O surf adaptado, ou parasurfing é um desporto com cada vez mais adeptos e procura. A iniciativa de alguns entusiastas em levar pessoas com deficiência ou mobilidade reduzida a praticar este desporto tem sido um enorme aliado, proporcionando maiores oportunidades.

Os benefícios da prática do surf adaptado, ou parasurfing, segundo a nova terminologia, são de diferentes tipos: psicológicos, físicos e sociais. O #infomedia apurou todas estas dimensões benéficas através do depoimento dos entrevistados. Das competências físicas, como a  exploração dos limites articulares e o controlo dos movimentos, são duas dificuldades que são retrabalhadas dentro e fora de água. Já as competências psicológicas e sociais são o domínio dos gestos que conduz à autoconfiança, a diminuição de pontos de ansiedade e stress, e ainda, o aumento da comunicação, que, por sua vez, melhora a autonomia e integração social. A prática desportiva regular, assegura conquistas pessoais e promove uma maior autovalorização, possibilita o equilíbrio da personalidade e um desenvolvimento do carácter.

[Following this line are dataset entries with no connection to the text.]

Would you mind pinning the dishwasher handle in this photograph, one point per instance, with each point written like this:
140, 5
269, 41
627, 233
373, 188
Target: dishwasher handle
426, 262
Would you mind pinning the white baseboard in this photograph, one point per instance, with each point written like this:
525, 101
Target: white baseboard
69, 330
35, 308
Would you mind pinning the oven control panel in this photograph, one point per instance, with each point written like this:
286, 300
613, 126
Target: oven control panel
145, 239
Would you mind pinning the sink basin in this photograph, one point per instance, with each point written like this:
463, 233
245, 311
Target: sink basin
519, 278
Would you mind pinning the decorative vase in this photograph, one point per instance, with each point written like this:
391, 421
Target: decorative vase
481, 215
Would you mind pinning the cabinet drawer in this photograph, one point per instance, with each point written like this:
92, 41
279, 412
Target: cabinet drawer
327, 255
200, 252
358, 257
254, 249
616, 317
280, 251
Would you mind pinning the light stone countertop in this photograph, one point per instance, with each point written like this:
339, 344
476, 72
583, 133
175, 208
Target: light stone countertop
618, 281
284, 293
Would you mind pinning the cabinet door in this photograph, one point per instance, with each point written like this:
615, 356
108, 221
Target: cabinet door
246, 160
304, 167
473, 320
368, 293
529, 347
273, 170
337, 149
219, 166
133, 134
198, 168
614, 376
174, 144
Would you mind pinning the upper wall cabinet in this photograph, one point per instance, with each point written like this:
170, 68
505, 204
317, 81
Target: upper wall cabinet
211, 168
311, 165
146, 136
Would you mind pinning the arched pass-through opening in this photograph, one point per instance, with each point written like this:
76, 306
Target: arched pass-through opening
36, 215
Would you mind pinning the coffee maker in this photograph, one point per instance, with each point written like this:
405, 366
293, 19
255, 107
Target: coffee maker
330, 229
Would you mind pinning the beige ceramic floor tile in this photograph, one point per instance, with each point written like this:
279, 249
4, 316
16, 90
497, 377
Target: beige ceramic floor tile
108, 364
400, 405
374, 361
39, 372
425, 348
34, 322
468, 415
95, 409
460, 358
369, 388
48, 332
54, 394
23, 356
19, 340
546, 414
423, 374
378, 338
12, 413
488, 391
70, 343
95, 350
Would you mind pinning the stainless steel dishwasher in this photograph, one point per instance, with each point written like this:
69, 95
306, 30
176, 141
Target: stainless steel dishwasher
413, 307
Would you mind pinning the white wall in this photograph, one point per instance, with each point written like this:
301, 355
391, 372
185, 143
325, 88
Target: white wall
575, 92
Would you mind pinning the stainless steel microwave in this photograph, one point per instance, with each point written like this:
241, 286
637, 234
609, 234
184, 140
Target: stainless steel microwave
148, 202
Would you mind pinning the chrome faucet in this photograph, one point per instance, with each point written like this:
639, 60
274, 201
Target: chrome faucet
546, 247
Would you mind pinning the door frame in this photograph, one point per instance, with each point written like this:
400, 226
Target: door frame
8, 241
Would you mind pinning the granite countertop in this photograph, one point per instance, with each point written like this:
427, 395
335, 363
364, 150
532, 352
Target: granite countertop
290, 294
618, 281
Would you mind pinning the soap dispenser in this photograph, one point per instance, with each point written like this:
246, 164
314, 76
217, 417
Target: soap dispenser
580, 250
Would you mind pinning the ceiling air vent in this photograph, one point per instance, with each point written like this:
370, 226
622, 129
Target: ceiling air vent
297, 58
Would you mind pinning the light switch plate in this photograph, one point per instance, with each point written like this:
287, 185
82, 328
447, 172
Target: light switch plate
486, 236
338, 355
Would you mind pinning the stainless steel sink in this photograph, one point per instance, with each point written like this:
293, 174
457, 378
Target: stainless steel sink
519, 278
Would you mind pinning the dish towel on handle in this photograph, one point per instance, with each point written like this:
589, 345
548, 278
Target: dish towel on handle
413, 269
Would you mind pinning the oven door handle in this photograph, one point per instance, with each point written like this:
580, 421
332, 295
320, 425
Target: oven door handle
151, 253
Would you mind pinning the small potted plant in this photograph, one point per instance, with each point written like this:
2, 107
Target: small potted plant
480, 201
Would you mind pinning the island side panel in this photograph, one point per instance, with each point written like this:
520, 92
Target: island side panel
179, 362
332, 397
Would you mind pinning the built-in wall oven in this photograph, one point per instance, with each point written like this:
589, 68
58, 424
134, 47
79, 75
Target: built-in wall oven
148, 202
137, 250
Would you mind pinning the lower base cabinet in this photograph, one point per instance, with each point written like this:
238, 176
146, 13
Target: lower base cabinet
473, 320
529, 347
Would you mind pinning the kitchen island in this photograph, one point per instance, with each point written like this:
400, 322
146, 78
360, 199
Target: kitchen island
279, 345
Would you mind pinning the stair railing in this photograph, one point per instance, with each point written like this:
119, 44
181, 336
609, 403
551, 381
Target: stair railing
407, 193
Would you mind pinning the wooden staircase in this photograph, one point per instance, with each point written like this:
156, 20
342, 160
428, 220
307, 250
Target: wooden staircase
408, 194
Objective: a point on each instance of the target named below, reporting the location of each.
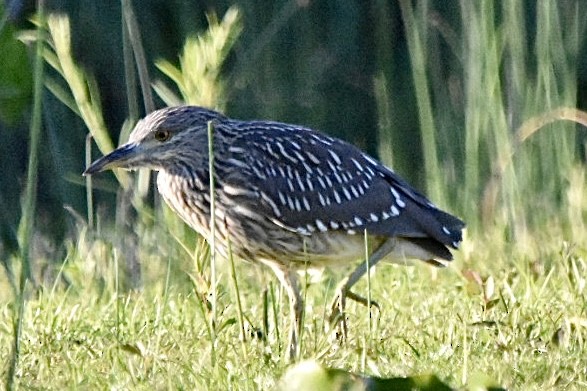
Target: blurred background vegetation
(447, 93)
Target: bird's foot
(337, 320)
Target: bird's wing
(308, 182)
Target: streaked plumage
(285, 194)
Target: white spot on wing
(357, 164)
(306, 203)
(334, 156)
(321, 225)
(394, 211)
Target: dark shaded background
(302, 61)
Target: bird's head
(161, 138)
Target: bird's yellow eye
(162, 135)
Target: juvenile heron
(286, 196)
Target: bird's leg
(343, 290)
(289, 280)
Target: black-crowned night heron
(285, 196)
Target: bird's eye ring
(162, 135)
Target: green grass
(529, 331)
(511, 307)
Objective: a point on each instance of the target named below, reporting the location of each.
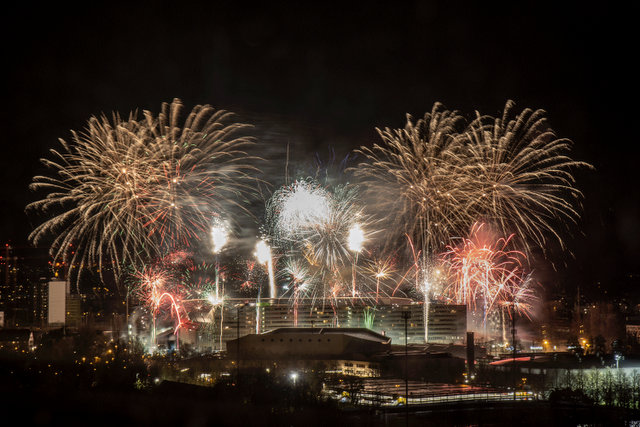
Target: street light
(406, 315)
(238, 307)
(355, 241)
(263, 253)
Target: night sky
(327, 75)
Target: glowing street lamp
(219, 237)
(355, 241)
(263, 253)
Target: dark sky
(327, 75)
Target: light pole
(406, 315)
(263, 253)
(219, 238)
(355, 240)
(513, 344)
(238, 307)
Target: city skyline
(332, 88)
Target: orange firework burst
(486, 275)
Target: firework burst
(438, 180)
(487, 276)
(125, 190)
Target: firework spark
(486, 275)
(436, 180)
(125, 190)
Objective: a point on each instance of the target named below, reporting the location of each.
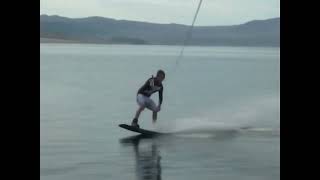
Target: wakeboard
(139, 130)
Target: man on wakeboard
(152, 85)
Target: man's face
(160, 77)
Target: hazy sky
(212, 12)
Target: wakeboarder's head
(161, 75)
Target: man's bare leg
(136, 117)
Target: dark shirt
(151, 86)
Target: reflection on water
(147, 157)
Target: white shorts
(147, 102)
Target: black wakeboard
(139, 130)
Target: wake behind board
(139, 130)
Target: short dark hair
(161, 72)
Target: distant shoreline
(65, 41)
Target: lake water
(222, 105)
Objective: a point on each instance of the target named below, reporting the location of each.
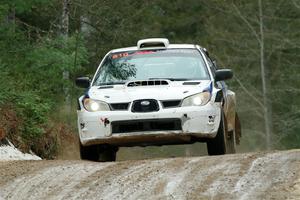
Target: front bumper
(195, 121)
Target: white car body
(188, 124)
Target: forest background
(46, 44)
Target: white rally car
(156, 93)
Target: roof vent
(153, 43)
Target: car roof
(171, 46)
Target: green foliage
(34, 55)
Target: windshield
(172, 64)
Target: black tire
(217, 145)
(98, 153)
(231, 142)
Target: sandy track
(274, 175)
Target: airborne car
(156, 93)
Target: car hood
(174, 90)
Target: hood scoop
(191, 83)
(147, 83)
(106, 87)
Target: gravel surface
(272, 175)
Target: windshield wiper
(171, 79)
(112, 83)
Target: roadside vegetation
(45, 44)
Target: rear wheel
(100, 153)
(218, 145)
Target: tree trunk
(64, 33)
(267, 116)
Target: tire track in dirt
(272, 175)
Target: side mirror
(83, 82)
(223, 74)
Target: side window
(211, 64)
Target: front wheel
(100, 153)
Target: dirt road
(274, 175)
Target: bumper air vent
(119, 106)
(171, 103)
(146, 125)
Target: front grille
(145, 105)
(119, 106)
(146, 125)
(171, 103)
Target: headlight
(93, 105)
(200, 99)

Depois, as barreiras e limitações físico-mentais não são elementos que impossibilitam a prática de parasurfing, indica Sara Malhoa, psicóloga desportiva nas Unidades de Apoio ao Alto Rendimento (UAARE), uma entidade do Ministério da Educação.  “Conseguem superar-se, ir mais além e singrar no desporto, na modalidade que gostam. Devidamente adaptados conseguem ter o máximo sucesso”, explica. 

Para Tomás Freitas, a experiência de vivenciar o mar e a natureza são alicerces fundamentais para o seu equilíbrio. “O surf deu-me aquele apoio psicológico para passar certas dificuldades e ajudou-me bastante, acabei por ganhar o gosto, ganhei o “bichinho” pelo surf”, confessa o atleta de alto rendimento de parasurfing no Surf Clube de Viana

O surf adaptado permite que os praticantes reforcem a autoconfiança. “Quando não estava no surf eu era pior, era uma pessoa muito introvertida, mas o surf deu-me outro lado”, adianta Tomás. 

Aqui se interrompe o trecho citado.